We begin by defining the schema for our data using DocArray. In this example, our data consists of books with attributes such as title, author, description, and a vector embedding.

from docarray import BaseDoc
from docarray.typing import NdArray

# Define a schema for books
class BookDoc(BaseDoc):
    title: str  # Title of the book
    author: str  # Author of the book
    description: str  # A brief description of the book
    embedding: NdArray[128]  # 128-dimensional embedding for the book

This schema lays the foundation for how data will be stored and queried in unibasedb.


Step 2: Initialize the Database and Index Data

Next, we initialize a database and populate it with some simulated book data.

from docarray import DocList
import numpy as np
from unibasedb import InMemoryExactNNUnibase

# Step 1: Initialize the database
db = InMemoryExactNNUnibase[BookDoc](workspace='./book_workspace')

# Step 2: Generate book data and index it
book_list = [
    BookDoc(
        title=f"Book {i}",
        author=f"Author {chr(65 + i % 26)}",  # Rotate through letters A-Z
        description=f"A fascinating story of Book {i}.",
        embedding=np.random.rand(128)  # Simulated embedding
    )
    for i in range(100)  # Create 100 books
]
db.index(inputs=DocList[BookDoc](book_list))

Explanation:

  1. Database Initialization:
    • We use InMemoryExactNNUnibase to create an in-memory database. The workspace parameter specifies where data is stored.
  2. Indexing Data:
    • A list of 100 books with fake data (random titles, authors, and embeddings) is created and indexed into the database.

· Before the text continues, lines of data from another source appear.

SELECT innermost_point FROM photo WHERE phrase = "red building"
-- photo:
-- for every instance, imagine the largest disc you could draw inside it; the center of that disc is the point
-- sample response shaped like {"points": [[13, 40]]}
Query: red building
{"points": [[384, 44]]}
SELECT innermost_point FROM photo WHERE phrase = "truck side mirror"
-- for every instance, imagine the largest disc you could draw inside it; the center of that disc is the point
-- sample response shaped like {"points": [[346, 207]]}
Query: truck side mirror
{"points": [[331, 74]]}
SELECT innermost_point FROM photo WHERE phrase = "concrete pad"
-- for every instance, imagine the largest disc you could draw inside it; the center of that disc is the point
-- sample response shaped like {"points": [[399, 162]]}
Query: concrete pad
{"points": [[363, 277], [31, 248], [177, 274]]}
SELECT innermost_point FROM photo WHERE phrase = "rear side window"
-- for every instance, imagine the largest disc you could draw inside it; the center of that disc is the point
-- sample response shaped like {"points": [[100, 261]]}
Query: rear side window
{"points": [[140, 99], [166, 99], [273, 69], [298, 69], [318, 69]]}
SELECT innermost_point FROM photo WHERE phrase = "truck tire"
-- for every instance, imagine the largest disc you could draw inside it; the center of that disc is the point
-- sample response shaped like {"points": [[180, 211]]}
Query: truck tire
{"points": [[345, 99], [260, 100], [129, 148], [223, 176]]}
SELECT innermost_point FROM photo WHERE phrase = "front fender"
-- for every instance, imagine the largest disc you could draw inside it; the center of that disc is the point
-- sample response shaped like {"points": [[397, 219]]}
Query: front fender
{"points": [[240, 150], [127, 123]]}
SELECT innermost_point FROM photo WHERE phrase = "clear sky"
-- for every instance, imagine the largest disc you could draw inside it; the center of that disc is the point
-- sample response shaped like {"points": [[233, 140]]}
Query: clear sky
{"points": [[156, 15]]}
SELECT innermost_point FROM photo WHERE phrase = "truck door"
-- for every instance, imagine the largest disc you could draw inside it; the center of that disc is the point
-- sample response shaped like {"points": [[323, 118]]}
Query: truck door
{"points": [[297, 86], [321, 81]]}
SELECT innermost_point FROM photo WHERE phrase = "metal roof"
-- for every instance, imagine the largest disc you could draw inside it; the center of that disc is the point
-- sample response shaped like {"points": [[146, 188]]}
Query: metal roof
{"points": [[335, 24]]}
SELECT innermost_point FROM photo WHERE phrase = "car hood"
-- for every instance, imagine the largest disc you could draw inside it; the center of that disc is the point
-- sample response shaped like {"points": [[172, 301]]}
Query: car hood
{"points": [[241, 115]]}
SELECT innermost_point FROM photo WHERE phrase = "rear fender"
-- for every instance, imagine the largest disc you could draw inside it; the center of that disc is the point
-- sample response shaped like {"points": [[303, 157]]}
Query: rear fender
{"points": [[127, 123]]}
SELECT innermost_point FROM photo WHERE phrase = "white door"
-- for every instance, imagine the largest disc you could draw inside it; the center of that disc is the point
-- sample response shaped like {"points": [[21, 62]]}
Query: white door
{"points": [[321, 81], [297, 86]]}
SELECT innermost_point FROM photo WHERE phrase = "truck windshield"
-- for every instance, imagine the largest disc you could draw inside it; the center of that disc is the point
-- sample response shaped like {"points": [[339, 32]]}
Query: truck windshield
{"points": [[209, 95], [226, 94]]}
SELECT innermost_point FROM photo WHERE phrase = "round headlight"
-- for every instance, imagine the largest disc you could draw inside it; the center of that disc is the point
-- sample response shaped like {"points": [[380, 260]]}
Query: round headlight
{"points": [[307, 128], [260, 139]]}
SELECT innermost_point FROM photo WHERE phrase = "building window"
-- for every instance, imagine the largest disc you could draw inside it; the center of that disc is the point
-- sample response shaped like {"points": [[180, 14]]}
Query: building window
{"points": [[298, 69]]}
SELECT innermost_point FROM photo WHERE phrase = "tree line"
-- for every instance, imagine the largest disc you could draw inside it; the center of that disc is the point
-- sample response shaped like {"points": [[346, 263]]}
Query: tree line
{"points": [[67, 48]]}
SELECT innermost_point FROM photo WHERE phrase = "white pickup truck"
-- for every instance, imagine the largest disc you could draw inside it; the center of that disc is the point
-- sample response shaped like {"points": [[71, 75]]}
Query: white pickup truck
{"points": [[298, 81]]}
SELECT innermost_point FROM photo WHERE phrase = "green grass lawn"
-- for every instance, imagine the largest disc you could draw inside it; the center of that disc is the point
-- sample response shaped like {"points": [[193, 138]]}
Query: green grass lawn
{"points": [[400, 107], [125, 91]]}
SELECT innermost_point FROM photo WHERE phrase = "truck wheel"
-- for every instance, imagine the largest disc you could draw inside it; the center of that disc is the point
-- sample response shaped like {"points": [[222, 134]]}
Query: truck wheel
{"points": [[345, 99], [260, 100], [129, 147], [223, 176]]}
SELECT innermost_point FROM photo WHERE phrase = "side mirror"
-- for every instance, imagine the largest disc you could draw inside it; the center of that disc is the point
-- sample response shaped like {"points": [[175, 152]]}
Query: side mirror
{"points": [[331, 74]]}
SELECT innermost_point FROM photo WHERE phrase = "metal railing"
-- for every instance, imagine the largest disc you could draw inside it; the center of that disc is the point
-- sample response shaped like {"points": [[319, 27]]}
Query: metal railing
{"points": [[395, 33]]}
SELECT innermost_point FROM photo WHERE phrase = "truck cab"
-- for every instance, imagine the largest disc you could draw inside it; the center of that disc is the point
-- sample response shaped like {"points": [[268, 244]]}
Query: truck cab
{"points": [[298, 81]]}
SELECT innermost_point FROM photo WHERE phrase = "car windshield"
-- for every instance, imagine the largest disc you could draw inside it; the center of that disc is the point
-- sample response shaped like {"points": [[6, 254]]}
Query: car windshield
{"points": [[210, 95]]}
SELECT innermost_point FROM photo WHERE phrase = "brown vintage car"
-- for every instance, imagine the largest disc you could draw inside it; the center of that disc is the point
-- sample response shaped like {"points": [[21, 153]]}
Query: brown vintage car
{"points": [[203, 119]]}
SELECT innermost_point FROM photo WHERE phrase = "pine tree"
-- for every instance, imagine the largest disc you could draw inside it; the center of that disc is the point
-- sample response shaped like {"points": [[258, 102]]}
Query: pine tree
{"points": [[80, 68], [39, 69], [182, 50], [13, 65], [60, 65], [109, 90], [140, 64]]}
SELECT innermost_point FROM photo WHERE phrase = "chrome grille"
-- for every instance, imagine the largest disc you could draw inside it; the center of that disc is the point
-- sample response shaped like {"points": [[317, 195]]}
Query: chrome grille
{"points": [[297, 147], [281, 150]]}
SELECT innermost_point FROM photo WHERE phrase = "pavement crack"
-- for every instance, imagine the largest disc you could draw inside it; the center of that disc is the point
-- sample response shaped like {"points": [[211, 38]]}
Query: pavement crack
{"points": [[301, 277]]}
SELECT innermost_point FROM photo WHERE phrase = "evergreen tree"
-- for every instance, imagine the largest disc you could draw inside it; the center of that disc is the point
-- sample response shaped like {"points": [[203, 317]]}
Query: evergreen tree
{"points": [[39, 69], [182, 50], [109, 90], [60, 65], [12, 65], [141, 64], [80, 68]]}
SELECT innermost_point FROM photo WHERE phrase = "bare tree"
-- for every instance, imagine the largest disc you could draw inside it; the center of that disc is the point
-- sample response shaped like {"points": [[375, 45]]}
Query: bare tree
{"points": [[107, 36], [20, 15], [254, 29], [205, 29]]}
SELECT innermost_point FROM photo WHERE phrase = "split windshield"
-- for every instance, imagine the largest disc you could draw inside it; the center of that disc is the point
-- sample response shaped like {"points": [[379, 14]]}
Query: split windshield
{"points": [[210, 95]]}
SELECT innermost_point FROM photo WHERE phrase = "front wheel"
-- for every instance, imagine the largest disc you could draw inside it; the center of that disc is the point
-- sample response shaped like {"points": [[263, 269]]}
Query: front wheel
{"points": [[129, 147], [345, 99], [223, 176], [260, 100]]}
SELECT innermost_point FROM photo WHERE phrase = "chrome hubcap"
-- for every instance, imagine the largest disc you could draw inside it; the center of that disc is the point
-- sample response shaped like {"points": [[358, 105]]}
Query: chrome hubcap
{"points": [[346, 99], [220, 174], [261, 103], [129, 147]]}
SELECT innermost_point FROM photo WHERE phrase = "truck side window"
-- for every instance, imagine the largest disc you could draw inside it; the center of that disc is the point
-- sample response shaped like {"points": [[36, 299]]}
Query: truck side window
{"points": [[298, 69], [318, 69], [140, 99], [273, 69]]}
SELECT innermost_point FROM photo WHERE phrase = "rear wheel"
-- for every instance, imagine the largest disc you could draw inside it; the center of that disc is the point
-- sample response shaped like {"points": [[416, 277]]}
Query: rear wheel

Step 3: Simulate a Book Recommendation Agent

We create a simple agent that accepts a user query and retrieves similar books from the database.

# Step 3: Simulate an AI agent
class BookRecommendationAgent:
    def __init__(self, database):
        self.database = database

    def recommend_books(self, query_text: str, query_embedding: np.ndarray, limit=5):
        # Simulate reasoning: Query the database for recommendations
        query_doc = BookDoc(
            title="User Query",
            author="N/A",
            description=query_text,
            embedding=query_embedding
        )
        results = self.database.search(inputs=DocList[BookDoc]([query_doc]), limit=limit)
        
        # Process results
        recommendations = [
            {
                "title": result.title,
                "author": result.author,
                "description": result.description
            }
            for result in results[0].matches
        ]
        return recommendations

Explanation:

  • The BookRecommendationAgent encapsulates logic for querying the database and processing results.
  • It takes a user's query (text and embedding) and searches the database for similar books.

Step 4: Query the Agent with User Input

Finally, we simulate user input and use the agent to retrieve recommendations.

# Step 4: Use the agent
agent = BookRecommendationAgent(db)

# Simulated user input
user_query = "A gripping tale of adventure and discovery."
user_embedding = np.random.rand(128)  # Simulated embedding for the query

recommendations = agent.recommend_books(query_text=user_query, query_embedding=user_embedding, limit=3)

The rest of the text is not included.